Reciprocal regulation of glycolysis and gluconeogenesis: What is the dual regulatory effect of fructose-2,6-bisphosphate on the key opposing enzymes?

Introduction / Context: Fructose-2,6-bisphosphate (F2,6BP) is a powerful allosteric regulator that coordinates glycolysis and gluconeogenesis, especially in liver. It integrates hormonal signals (insulin/glucagon) via the bifunctional PFK-2/FBPase-2 enzyme.

Given Data / Assumptions:

• PFK-1 catalyzes fructose-6-phosphate → fructose-1,6-bisphosphate (glycolysis).
• Fructose-1,6-bisphosphatase catalyzes the reverse direction in gluconeogenesis.
• F2,6BP is synthesized and degraded by PFK-2/FBPase-2 under hormonal control.

Concept / Approach: F2,6BP activates PFK-1, increasing glycolytic flux, and simultaneously inhibits fructose-1,6-bisphosphatase, decreasing gluconeogenic flux. This reciprocal regulation prevents futile cycling and aligns hepatic metabolism with systemic glucose needs.

Step-by-Step Solution: Relate insulin signaling to PFK-2 activation → F2,6BP rises. F2,6BP binds PFK-1 → increases affinity for fructose-6-phosphate. F2,6BP binds fructose-1,6-bisphosphatase → decreases its activity. Therefore, the correct dual effect is activation of PFK-1 and inhibition of FBPase.

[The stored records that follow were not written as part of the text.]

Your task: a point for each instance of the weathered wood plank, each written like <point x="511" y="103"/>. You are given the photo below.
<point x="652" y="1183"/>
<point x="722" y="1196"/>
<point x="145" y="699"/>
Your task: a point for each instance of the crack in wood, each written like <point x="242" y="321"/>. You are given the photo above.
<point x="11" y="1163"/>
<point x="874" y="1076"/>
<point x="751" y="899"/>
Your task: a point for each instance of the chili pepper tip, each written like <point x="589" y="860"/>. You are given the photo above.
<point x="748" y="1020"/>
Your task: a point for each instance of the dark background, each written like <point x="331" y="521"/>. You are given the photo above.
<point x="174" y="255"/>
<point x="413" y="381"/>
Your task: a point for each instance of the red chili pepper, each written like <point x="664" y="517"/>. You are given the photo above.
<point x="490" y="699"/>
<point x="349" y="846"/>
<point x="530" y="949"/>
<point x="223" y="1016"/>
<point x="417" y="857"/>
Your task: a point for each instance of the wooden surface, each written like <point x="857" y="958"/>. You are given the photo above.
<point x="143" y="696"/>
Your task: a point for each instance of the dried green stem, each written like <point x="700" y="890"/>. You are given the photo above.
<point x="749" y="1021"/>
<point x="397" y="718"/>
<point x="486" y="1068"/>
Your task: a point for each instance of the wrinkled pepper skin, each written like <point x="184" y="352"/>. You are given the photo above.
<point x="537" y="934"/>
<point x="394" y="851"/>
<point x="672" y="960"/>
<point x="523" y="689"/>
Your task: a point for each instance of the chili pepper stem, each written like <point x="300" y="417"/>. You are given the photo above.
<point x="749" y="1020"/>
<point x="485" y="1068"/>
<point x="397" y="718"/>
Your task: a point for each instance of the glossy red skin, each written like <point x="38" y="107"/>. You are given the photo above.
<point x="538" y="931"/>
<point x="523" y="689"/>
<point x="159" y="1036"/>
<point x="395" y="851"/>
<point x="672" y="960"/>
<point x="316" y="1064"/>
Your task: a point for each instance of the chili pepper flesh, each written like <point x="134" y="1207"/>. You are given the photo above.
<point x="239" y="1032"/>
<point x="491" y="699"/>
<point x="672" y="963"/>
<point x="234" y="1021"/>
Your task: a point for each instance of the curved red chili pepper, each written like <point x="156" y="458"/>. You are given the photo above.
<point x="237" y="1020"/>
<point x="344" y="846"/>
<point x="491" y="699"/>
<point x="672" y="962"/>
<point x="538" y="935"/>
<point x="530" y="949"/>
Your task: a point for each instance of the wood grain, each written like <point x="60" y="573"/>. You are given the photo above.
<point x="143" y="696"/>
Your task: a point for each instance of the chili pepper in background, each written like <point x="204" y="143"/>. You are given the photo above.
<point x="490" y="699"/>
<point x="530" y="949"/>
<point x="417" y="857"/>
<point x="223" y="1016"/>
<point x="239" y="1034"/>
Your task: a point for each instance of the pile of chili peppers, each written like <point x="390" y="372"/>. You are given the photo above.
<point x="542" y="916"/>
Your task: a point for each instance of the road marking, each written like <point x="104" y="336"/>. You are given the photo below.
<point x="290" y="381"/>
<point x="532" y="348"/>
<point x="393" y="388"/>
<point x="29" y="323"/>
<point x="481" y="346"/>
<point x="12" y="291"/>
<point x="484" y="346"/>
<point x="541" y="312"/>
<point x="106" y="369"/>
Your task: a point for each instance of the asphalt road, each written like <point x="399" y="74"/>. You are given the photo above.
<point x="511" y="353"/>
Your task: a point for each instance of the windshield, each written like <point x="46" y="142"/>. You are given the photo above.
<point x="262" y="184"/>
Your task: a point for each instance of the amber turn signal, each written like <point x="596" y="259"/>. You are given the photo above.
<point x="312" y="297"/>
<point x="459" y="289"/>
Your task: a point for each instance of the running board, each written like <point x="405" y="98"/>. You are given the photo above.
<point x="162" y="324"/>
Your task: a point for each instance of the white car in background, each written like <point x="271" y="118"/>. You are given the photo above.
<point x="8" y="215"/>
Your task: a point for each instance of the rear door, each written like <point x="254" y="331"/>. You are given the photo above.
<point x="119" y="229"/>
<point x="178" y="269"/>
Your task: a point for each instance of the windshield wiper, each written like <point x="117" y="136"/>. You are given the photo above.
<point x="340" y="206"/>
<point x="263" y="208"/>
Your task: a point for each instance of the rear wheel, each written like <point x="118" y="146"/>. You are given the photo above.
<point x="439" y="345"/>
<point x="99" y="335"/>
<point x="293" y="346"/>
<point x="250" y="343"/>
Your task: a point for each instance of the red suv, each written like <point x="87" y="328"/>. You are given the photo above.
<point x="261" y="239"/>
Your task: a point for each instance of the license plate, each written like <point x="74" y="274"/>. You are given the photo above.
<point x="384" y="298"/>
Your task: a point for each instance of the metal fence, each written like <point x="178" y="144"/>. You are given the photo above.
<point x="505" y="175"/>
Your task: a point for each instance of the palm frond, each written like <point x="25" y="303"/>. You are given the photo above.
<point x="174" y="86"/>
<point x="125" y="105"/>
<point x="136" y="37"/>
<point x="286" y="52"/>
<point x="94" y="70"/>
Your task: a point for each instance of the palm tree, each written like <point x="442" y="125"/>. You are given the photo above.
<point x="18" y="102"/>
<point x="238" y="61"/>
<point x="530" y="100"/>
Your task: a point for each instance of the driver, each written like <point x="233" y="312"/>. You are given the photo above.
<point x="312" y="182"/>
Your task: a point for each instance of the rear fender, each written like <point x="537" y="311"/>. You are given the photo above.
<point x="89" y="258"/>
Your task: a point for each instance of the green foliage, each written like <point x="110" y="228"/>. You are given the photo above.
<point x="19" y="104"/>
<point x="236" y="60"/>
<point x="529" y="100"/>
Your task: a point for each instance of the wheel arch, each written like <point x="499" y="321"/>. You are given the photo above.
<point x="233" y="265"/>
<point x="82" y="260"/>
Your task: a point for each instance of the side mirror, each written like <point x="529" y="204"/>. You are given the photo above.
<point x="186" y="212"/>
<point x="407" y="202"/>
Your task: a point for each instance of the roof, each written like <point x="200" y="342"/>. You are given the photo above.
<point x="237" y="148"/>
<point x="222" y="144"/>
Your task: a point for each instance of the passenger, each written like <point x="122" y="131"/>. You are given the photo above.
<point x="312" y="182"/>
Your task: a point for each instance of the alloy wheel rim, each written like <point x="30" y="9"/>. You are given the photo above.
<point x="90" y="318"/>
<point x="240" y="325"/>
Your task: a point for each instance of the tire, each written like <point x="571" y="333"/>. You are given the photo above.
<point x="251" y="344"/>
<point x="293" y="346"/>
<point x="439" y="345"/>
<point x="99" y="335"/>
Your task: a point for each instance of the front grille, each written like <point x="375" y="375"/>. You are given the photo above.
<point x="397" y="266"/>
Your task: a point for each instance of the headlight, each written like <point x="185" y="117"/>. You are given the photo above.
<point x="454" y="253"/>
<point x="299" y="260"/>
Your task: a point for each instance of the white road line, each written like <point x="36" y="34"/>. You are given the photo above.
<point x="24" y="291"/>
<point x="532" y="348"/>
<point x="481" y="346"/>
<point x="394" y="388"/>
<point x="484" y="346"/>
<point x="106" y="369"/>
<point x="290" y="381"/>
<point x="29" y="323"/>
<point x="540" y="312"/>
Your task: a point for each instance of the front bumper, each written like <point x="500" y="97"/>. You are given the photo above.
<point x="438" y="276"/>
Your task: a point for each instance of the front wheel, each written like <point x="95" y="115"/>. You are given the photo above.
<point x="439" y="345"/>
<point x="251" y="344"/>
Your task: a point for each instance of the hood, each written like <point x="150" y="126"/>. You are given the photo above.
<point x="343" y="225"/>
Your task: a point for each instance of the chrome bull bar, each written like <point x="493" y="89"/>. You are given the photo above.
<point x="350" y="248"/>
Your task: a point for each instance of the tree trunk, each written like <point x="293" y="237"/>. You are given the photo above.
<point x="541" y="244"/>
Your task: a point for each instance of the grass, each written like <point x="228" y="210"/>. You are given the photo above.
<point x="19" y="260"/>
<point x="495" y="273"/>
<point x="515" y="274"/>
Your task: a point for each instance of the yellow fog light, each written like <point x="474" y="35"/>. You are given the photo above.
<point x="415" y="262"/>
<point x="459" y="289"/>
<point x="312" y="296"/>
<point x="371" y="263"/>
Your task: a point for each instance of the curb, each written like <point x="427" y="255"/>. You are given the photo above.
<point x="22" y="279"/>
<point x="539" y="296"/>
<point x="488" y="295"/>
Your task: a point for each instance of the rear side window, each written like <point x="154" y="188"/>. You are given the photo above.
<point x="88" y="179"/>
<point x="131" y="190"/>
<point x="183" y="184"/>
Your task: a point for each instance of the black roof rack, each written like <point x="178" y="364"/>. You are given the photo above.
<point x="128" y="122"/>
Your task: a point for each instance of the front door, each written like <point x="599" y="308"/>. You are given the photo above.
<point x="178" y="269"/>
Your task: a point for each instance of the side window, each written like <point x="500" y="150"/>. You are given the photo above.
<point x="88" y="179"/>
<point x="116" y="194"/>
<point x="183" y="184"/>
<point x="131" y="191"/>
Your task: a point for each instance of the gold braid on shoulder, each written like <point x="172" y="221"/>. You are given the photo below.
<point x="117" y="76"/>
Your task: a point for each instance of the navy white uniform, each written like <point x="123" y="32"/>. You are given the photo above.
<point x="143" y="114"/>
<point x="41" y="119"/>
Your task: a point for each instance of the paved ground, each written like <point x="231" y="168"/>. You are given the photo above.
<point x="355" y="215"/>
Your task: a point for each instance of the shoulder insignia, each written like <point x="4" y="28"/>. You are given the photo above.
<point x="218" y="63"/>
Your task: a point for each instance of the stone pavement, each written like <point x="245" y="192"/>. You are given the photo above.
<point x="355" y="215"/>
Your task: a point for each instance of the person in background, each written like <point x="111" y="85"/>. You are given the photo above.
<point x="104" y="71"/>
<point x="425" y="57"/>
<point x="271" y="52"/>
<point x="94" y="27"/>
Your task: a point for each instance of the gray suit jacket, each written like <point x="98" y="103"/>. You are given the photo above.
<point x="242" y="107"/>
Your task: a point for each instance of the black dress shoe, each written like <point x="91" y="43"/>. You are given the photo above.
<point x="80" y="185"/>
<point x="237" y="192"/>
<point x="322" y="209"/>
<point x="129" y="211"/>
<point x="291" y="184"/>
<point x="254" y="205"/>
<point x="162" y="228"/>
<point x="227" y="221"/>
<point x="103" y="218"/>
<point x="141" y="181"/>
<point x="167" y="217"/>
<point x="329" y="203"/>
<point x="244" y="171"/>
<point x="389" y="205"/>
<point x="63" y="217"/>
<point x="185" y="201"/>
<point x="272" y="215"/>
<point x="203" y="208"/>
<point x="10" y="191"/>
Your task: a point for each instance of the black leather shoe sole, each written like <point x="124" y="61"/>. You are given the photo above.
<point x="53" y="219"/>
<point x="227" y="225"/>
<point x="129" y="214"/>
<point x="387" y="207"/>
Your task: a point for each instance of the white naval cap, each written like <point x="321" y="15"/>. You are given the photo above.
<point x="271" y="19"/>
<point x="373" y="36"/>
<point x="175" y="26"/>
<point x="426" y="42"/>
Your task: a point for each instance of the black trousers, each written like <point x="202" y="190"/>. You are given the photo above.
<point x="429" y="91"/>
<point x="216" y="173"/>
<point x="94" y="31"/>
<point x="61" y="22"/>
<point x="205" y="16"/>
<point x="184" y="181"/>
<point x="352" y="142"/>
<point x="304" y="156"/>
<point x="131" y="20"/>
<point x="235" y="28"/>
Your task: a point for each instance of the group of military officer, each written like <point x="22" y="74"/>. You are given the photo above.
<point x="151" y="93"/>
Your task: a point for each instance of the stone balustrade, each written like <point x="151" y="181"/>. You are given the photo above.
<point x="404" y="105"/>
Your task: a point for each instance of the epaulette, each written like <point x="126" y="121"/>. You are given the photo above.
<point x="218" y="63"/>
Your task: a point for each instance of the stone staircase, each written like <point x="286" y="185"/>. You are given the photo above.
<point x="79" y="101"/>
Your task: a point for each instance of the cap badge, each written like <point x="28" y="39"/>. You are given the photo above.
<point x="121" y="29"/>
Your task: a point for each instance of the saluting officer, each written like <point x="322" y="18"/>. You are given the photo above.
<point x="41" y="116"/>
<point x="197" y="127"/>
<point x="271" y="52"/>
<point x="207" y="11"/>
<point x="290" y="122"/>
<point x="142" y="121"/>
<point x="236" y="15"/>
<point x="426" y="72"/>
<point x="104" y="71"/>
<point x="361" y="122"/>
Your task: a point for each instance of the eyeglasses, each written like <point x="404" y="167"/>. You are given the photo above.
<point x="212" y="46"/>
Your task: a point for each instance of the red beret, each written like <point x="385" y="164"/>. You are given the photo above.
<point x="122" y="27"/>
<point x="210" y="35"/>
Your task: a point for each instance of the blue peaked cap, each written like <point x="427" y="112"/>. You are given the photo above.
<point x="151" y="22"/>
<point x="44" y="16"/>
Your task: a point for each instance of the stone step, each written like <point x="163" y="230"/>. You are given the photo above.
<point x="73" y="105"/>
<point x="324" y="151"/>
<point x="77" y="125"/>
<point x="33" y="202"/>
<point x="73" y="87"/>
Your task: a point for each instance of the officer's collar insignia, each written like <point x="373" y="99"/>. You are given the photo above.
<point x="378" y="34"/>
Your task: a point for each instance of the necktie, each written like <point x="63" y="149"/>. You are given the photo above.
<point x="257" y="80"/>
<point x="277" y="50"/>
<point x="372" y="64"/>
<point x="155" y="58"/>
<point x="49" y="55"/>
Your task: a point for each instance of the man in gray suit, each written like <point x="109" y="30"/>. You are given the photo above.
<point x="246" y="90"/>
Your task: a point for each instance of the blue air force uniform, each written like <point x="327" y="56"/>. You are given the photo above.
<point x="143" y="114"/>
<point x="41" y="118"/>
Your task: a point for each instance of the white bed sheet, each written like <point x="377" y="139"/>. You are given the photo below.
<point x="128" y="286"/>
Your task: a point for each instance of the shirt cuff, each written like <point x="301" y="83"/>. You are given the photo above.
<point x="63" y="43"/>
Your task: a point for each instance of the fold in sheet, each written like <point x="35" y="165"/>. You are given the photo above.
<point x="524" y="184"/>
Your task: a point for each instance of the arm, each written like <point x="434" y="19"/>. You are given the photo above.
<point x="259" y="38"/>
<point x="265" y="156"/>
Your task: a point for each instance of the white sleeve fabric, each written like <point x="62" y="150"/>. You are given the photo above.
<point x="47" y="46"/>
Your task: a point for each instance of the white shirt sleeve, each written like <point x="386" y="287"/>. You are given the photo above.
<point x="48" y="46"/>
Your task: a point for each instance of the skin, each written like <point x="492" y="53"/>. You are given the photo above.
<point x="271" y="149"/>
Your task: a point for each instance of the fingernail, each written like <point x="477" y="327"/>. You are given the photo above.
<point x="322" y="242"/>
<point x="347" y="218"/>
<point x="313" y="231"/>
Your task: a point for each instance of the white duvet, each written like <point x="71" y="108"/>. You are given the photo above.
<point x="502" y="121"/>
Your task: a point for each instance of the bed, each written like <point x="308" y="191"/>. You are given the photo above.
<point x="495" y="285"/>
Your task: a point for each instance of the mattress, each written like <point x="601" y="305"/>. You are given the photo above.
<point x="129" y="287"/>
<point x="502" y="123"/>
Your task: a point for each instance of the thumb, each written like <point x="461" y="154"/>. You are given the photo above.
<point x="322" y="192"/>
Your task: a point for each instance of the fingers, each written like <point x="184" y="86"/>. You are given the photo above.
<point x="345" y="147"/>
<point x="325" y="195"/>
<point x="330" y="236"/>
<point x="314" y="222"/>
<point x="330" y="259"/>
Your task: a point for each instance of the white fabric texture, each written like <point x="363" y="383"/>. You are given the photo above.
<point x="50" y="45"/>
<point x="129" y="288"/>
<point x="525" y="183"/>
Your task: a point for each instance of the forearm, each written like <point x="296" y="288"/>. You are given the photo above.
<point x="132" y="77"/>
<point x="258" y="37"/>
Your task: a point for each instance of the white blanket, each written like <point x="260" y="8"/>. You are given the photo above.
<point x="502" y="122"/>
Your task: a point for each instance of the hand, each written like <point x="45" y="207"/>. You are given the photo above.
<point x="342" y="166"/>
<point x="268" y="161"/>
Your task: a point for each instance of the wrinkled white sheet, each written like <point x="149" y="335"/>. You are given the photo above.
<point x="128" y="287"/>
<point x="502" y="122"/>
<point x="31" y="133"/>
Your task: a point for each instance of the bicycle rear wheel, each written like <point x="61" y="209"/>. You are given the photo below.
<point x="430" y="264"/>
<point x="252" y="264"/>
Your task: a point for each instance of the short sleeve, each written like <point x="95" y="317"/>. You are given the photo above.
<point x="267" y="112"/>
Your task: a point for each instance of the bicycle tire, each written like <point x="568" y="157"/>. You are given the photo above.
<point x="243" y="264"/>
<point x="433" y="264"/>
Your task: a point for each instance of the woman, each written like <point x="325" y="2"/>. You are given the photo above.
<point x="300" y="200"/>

Verification / Alternative check: Hepatic experiments show high F2,6BP enhances glycolysis and suppresses gluconeogenesis; glucagon lowers F2,6BP via PFK-2 phosphorylation, reversing the effect.

Why Other Options Are Wrong: Option a reverses the true directions; options b and c give only half the story; option e contradicts extensive evidence in mammals.

Common Pitfalls: Confusing F2,6BP (regulator) with fructose-1,6-bisphosphate (metabolite); mixing up PFK-2 with PFK-1.

Final Answer: Both activation of phosphofructokinase-1 and inhibition of fructose-1,6-bisphosphatase.